Graphica estimates the group’s membership will reach 20,000 by the end of 2021, a small number of members involved in its online harassment efforts. In addition to Italy and France, the Grafika team found evidence that V_V is trying to create chapters in Spain, the United Kingdom, Ireland, Brazil and Germany.

Groups and movements like V_V and Querdenken are threatening law enforcement and radicalization researchers, he said, adding that there is evidence that far-right groups are using skepticism about Covid-19 and vaccines to expand their reach.

CAPTION: An anti-vaccine protester wearing the ‘Unvaccinated’ star holds a sign during a rally in Paris, July 17, 2021. (AP Photo/Michel Euler)

Increasingly, such groups are moving from online harassment to actual action.

For example, in April, V_V used Telegram to announce that it planned to pay a 10,000-euro reward to those who spray the group’s symbol (two red Vs in a circle) on public buildings or vaccination clinics. The group then used Telegram to distribute photos of the vandalism.

A month before Facebook took action against V_V, Italian police raided the homes of 17 anti-vaccination activists who used Telegram to threaten the government, medicine and the media in support of COVID-19 restrictions.

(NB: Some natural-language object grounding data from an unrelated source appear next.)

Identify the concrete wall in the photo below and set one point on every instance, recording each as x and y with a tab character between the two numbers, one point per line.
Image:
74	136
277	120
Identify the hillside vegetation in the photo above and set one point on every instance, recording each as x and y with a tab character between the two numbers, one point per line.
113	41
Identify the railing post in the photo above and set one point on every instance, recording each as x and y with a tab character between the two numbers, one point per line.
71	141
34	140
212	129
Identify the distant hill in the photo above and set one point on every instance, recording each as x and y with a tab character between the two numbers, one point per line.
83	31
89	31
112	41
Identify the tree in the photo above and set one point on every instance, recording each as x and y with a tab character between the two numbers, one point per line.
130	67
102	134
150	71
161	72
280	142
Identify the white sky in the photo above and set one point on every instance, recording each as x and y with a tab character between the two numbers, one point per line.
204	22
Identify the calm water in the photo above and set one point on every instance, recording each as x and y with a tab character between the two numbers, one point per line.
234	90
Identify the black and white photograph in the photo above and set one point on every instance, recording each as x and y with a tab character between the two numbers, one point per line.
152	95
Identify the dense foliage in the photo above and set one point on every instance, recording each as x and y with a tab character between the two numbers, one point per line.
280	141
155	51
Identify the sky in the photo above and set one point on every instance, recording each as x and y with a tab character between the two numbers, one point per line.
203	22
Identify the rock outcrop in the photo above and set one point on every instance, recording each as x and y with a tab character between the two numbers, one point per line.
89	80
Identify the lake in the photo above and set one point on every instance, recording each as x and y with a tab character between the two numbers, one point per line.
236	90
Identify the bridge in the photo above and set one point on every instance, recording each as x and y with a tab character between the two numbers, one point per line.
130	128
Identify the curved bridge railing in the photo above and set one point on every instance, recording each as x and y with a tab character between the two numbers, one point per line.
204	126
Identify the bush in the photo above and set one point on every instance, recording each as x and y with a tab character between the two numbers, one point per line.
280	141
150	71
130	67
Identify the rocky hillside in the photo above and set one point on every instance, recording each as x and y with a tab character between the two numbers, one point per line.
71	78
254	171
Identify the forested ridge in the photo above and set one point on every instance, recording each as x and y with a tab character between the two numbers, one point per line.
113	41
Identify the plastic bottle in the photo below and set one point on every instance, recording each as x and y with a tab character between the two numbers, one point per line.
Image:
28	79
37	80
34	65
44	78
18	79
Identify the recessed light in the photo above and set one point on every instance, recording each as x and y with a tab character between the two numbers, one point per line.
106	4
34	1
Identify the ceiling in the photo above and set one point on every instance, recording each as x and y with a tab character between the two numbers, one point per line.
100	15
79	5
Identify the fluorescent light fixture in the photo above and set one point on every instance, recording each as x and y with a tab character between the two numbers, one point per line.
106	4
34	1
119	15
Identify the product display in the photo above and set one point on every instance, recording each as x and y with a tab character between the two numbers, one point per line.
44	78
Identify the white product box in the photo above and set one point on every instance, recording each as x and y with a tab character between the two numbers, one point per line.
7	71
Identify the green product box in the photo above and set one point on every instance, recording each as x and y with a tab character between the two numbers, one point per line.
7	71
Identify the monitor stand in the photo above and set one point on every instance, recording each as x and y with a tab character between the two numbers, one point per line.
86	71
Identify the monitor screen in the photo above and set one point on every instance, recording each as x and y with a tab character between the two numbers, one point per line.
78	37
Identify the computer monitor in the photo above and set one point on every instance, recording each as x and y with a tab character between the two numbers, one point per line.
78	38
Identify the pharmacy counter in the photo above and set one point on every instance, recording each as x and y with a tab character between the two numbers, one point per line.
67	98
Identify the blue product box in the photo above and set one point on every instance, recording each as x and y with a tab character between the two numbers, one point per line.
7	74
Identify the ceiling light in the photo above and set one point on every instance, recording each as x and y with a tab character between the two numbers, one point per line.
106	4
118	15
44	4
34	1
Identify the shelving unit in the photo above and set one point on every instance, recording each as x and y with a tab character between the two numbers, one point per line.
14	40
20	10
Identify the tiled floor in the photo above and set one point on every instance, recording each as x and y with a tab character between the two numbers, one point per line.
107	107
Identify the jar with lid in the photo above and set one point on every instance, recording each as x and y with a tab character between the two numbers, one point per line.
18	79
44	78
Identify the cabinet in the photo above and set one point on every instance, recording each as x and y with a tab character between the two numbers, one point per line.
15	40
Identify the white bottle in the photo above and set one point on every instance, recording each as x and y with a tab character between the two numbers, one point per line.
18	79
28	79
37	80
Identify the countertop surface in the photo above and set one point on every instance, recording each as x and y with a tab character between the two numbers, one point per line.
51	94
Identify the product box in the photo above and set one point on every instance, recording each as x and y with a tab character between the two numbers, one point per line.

Social media companies have struggled to respond to misinformation about vaccines since the start of the Covid-19 pandemic. Earlier this week, Facebook and Instagram blocked Children’s Health, an influential anti-vaccine organization led by Robert Kennedy Jr.

One reason is the tricky balancing act between moderating harmful content and freedom of expression, says New York University’s Joshua Tucker, who directs the New York Center on Social Media and Politics and is a senior adviser on technology, government and economics at Kroll. Consulting firm.

Striking the Right Balance Social media in particular has emerged as a key source of news and information around the world. Leave too much bad content and users may be misinformed. Download too much and users start to trust the platform.

“It’s dangerous for society to move in a direction where no one can trust information,” Tucker said.